Today, the machine is assumed to have been one of the world's first analog computers. Dr. Derek J. de Solla Price examined the machine in 1959, and his conclusions were a sensation. The findings demonstrated that it has been used to calculate the time of sunrise, moon phases, the dates of equinoxes and solstices and even the movements of the five planets known to the Greeks at that time.

The time when the machine was manufactured was dated to be the first or second century BC. It was probably assembled on the Greek island of Rhodes, which was well-known in antiquity for its skilled engineers.

Derek J. de Solla Price with a replica of the machine.

Given the supported functionality and the era of manufacture, the device is relatively small. On some attached door plates, it contained at least 2000 Greek letters - presumably instructions on how to operate the machine. This suggests that it was made to be moved easily from one place to another.

A remarkable property of the mechanism is the clever way how it uses gears to perform mathematical operations. However, gears were known long before that – already Aristotle documented them in the fourth century BC.

Perhaps the most fascinating mechanical feature of the machine is that it seems to employ a differential. This device, which is today commonly used in automobiles, was likely not discovered again until the modern era, when Onésiphore Pecqueur patented it in 1827. Therefore, the real inventor probably was a craftsman from Rhodes.

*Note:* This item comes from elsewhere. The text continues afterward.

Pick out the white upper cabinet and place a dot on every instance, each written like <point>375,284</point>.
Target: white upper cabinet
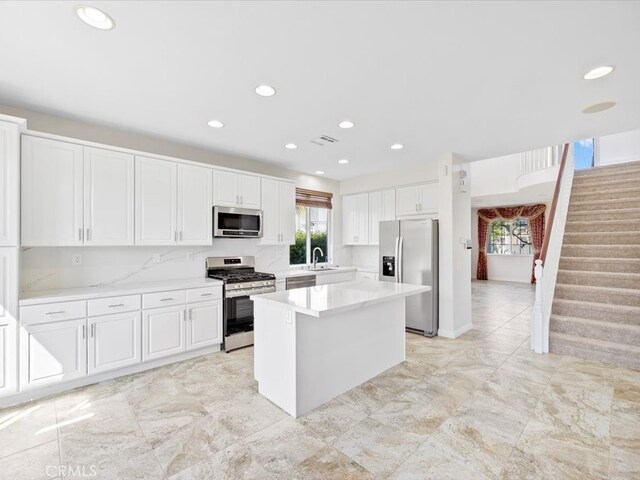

A sketch of the mechanism.

The machine seems not to have been used to aid navigation – many of the functions are not needed for this purpose, and contact with water would have corroded the fine parts it was composed of. A much likelier theory is that it was used for astrology or determining the dates of religious festivals influenced by astronomy. It therefore simplified the otherwise tedious calculations carried out by hand.

The mechanism of Antikythera is historically significant. It demonstrates how scientifically advanced the world of antiquity really was, contrary to popular perception.